As tentativas frustradas de conseguir o atendimento pela Unimed vieram do Hospital Villa Lobos e do Hospital Igesp. O Vila Lobos respondeu, por meio da assessoria de imprensa, que não irá comentar o caso. Já o Igesp não retornou os contatos do iG  até o momento desta publicação.

Em carta enviada à Agência Nacional de Saúde Suplementar (ANS) referente ao caso de Harnik, a operadora relatou uma “suposta dificuldade nos atendimentos nos prestadores da rede credenciada”. Em seguida, orientou ainda o atendimento em três unidades que classificou como uma “rede de sobrevivência” para garantir o atendimento neste período, diante da negativa de muitos credenciados.

Foram eles o Hospital Unimed Santa Helena (Pronto Socorro e internações eletivas) e CPAs – Centros de Procedimentos e Apoio; o Biocor Unidade Cardiológica e o Hospital Portinari (internações eletivas). “Fui nos hospitais que me indicaram e não consegui ser atendido em nenhum deles”, afirma. “No Hospital Santa Helena [sob gestão da Unimed Paulistana desde 2000] não havia nenhuma vaga, não se conseguia atendimento nem de balcão”.

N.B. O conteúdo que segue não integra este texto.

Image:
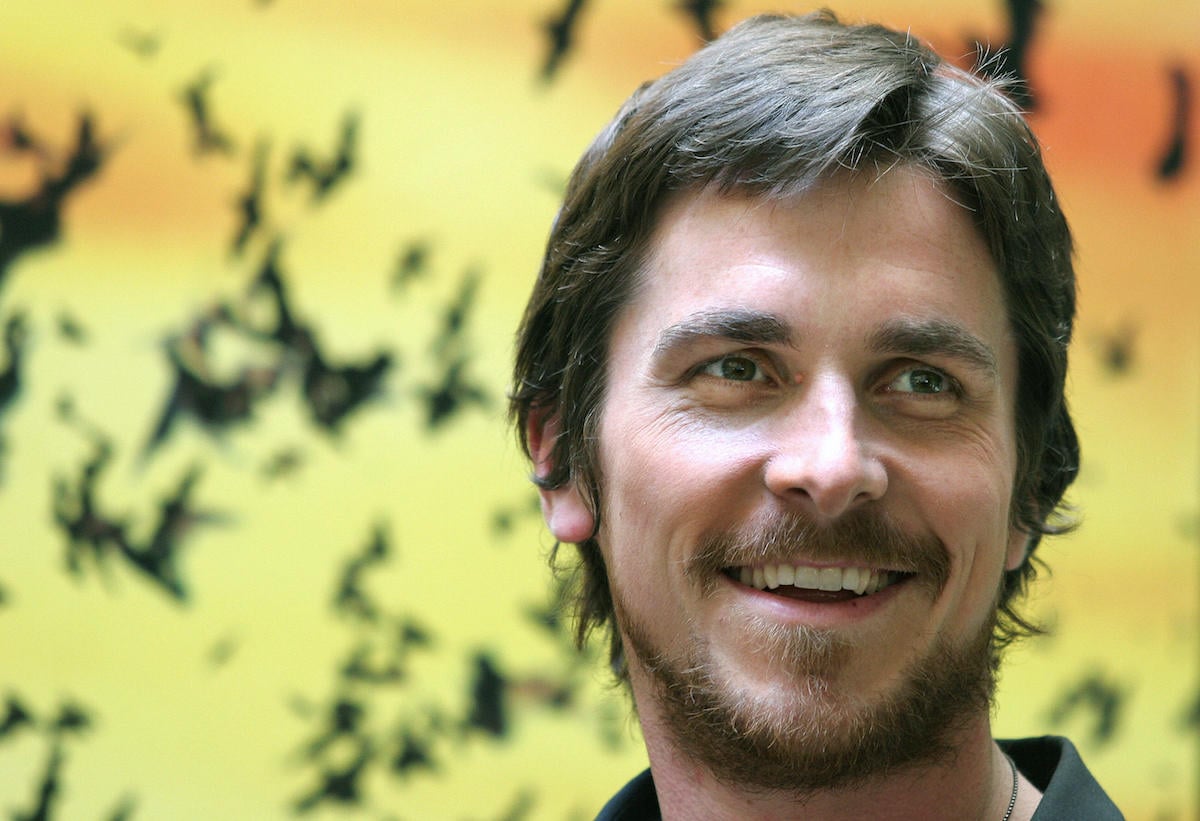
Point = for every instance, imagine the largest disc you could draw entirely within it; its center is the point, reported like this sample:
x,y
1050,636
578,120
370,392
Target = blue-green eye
x,y
735,369
922,381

Em resposta ao iG , a Unimed Paulistana não disse o porquê de o beneficiário não ter conseguido atendimento. A operadora somente informou que direcionou o caso para a rede da Central Nacional Unimed, seguindo decisão liminar datada do dia 17 de setembro, posterior a ambos os agendamentos das cirurgias.

Harnik também disse que entrou em contato com a ANS, que, segundo ele, não deu qualquer tipo de retorno e nada fez para que as cirurgias acontecessem. A reportagem entrou em contato com a agência, mas não teve retorno até o momento desta publicação.

Transferência de beneficiários

O prazo de 30 dias dado pela ANS para que a Unimed Paulistana repassasse seus cerca de 744 mil beneficiários terminaria nesta sexta-feira (2). Nenhuma operadora se mostrava interessada no repasse total da carteira, o que liberaria toda a carteira da operadora para oferta pública – por meio da qual qualquer empresa poderia oferecer e fazer novos contratos com os clientes.

No entanto, na última quarta-feira (30), a Agência Nacional de Saúde Suplementar (ANS) anunciou um acordo pelo qual o sistema Unimed absorveria todos os clientes de planos individuais/familiares e de coletivos com menos de 30 vidas. Com isso, a alienação compulsória foi suspensa. Os demais beneficiários, segundo o Procon-SP, já teriam sido realocados em outras operadoras.

O órgão de defesa do consumidor recebeu, entre os dias 4 e 29 de setembro, 1.760 reclamações de consumidores por falhas ou falta de atendimento na rede da Unimed Paulistana.